South Korea launched a very special response to neighbor North Korea’s recent bomb test: K-Pop.
At noon on the North Korean leader’s birthday, South Korea fired up loudspeakers along the heavily fortified border and resumed the propaganda blasts that brought the reclusive regime to a war footing in August – and then to the negotiating table. South Korea has reinforced defensive positions near the loudspeakers in case of attack, while the North Korean army has stepped up surveillance along the border, the South Korean Defence Ministry said.
The speaker blasted messages not only critical of the North Korean political regime but also “songs by girl group Apink and folk singer Lee Ae Ran.”
This is not the first time South Korea has used the speakers. They were used once before, “for part of August in retaliation for the maiming of two South Korean soldiers by DMZ mines.”
That spat escalated into what North Korea called a “semi-state of war” that was cooled by marathon talks at a border village where North Korean officials agreed to halt the mobilisation of forces. One condition was that Seoul turned the speakers off.
“Kim Jong-un isn’t your typical dictator.
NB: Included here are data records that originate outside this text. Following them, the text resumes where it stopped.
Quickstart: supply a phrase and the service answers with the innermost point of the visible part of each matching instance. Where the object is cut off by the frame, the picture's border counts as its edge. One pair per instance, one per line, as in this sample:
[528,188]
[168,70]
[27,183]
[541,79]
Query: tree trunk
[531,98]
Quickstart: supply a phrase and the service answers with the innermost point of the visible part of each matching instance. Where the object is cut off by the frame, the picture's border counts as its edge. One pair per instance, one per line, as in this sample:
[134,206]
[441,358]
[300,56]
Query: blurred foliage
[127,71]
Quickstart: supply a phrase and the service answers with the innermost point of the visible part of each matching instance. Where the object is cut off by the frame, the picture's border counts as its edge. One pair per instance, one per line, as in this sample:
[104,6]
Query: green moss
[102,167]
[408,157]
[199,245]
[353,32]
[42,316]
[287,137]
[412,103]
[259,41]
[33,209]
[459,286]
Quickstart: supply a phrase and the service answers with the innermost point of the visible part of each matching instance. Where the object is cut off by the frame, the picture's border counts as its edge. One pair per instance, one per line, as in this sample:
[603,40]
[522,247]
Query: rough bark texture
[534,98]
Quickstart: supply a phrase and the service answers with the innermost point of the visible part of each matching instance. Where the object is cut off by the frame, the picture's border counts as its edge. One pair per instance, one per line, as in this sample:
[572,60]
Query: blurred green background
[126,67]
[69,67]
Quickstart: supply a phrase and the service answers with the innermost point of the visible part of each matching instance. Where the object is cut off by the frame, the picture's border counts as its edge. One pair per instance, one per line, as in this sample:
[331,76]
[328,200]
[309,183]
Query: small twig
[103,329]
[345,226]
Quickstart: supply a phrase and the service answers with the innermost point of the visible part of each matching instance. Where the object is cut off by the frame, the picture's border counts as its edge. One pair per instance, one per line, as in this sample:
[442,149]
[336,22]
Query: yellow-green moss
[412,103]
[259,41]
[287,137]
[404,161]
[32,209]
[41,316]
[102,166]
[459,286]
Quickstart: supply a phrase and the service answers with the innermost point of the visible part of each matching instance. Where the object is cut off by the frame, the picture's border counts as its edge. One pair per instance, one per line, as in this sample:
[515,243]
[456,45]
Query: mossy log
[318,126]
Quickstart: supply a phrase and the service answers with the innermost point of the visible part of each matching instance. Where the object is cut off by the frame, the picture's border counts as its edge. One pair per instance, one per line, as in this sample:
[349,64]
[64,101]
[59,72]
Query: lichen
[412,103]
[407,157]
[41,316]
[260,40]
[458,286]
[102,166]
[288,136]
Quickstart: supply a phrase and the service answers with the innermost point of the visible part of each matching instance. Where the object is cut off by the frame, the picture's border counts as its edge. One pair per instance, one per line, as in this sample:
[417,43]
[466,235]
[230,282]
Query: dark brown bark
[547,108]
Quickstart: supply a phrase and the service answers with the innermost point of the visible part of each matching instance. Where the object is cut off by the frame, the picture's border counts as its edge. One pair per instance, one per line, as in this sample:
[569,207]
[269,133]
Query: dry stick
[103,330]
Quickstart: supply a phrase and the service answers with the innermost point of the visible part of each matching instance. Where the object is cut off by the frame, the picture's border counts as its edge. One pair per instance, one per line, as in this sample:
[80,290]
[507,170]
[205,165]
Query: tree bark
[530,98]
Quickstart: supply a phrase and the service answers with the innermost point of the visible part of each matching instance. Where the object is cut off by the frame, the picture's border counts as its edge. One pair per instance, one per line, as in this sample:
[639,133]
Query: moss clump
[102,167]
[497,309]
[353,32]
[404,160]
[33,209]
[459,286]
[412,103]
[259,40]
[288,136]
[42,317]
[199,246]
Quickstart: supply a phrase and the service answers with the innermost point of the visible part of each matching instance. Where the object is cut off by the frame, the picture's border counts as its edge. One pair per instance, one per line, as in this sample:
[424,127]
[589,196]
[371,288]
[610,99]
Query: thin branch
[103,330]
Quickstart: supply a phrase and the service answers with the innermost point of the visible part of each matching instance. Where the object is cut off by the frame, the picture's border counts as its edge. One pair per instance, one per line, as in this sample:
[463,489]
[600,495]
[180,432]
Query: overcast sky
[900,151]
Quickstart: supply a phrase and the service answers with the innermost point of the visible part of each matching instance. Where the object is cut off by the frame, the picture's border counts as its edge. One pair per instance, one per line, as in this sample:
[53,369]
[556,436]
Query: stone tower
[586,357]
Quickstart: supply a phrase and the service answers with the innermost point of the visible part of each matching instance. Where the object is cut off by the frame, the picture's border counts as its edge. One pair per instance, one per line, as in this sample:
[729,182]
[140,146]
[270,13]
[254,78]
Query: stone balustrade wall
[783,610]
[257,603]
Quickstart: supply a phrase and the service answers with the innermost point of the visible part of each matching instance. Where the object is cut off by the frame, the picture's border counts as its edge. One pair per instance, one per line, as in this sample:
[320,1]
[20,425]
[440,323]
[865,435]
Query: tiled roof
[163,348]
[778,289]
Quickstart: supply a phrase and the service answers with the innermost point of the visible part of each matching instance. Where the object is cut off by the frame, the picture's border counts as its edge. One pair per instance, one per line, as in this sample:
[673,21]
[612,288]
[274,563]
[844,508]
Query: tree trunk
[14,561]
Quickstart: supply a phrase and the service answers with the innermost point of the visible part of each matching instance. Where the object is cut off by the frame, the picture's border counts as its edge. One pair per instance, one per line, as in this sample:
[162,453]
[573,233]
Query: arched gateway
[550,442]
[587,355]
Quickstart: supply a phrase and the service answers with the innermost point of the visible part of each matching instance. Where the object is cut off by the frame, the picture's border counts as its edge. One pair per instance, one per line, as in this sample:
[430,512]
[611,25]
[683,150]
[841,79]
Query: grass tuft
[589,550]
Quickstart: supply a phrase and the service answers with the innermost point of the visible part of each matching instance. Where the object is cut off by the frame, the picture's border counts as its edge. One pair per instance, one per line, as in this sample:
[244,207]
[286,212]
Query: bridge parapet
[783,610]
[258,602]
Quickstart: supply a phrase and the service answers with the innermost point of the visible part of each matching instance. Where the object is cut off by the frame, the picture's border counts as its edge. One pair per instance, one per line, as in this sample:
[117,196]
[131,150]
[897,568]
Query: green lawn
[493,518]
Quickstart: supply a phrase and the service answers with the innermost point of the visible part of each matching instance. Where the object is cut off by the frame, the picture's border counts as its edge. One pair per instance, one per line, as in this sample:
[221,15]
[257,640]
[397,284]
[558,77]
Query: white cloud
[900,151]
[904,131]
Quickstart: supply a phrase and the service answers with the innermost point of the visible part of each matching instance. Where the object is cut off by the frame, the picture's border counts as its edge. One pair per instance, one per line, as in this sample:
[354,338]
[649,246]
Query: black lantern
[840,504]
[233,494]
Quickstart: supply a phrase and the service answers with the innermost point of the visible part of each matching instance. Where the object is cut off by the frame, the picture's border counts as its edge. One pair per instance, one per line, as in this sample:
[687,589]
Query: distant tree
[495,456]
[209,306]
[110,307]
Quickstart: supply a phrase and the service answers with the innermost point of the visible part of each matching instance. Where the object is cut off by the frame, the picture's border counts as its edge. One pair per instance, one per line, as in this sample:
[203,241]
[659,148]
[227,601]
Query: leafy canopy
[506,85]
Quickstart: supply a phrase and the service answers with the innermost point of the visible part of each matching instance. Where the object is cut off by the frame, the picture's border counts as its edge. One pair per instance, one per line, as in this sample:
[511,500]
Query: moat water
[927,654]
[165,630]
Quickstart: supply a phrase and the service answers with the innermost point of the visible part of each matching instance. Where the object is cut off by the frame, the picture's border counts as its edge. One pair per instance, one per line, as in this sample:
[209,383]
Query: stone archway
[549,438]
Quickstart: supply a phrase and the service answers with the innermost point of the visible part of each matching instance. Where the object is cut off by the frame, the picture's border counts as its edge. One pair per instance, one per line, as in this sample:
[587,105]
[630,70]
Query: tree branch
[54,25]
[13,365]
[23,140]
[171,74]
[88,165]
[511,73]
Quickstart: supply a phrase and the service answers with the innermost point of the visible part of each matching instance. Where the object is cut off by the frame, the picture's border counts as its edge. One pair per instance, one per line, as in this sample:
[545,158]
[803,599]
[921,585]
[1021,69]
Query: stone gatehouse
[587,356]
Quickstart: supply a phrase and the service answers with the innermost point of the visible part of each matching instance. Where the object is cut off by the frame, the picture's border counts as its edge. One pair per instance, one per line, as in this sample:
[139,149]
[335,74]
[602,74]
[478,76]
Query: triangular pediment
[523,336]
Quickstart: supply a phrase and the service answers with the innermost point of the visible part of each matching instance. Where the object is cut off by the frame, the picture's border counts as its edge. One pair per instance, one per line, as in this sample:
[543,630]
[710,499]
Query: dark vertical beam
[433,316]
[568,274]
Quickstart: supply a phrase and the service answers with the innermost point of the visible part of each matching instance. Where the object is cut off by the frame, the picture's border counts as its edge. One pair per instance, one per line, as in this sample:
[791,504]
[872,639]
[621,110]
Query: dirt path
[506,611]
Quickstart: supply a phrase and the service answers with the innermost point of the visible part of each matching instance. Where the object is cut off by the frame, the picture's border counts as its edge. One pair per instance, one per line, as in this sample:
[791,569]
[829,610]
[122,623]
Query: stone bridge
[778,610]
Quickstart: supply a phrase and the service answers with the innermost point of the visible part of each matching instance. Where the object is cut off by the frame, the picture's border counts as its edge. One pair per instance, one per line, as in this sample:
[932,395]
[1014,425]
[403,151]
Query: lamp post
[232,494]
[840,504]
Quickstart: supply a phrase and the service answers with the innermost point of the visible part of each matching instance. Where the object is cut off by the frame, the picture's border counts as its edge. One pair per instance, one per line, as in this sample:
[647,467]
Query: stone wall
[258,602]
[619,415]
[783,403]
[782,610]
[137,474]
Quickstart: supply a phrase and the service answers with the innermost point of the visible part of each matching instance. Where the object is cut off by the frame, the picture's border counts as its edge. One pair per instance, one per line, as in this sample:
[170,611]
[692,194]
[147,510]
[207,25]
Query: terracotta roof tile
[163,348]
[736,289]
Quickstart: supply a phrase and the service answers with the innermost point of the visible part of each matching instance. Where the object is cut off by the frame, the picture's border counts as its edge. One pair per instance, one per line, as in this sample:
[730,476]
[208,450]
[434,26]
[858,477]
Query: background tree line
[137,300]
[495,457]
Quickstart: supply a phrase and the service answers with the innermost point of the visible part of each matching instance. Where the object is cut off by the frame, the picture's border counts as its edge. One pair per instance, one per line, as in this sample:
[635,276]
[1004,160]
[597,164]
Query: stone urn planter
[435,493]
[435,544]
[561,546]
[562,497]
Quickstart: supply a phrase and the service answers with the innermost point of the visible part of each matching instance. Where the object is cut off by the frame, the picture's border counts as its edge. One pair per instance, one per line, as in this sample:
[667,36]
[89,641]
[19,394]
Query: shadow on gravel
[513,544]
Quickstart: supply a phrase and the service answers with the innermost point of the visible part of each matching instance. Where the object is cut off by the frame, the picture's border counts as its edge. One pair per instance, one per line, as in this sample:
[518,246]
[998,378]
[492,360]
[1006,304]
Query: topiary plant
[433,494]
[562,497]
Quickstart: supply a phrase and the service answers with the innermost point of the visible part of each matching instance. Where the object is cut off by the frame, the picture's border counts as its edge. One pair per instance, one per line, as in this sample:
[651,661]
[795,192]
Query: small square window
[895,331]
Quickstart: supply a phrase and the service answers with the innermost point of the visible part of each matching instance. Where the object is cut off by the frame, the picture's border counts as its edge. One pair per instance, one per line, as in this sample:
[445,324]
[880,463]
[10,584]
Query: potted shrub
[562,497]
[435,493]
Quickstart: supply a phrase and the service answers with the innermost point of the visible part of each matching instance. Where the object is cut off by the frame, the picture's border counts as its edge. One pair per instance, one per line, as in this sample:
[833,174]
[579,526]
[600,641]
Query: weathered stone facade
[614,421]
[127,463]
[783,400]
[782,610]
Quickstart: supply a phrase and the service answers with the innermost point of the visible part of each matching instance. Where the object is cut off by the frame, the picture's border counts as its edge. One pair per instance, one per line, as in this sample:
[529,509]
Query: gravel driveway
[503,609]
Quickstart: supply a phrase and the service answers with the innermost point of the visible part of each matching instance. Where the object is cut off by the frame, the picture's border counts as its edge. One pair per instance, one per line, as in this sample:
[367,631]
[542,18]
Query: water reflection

He’s a god in North Korea, and propaganda broadcasts raise questions among North Koreans about that,” said Park Chang Kwon, a senior research fellow at the state-run Korea Institute for Defence Analyses in Seoul.
“Broadcasts from South Korea can reach deep and far into North Korea’s society, imbuing the minds of its people with the images of a free nation and hurting the oppressive personality cult.”
But the broadcasts could backfire.
“The resumption of loudspeaker broadcasts may emotionally provoke the North Korean military sensitive to criticism of the ‘supreme dignity’, rather than help resolve the nuclear issue,” Cheong Seong Chang, a senior researcher at the Sejong Institute near Seoul, said.
Especially since the K-Pop serenade coincides with Kim Jung Un’s birthday.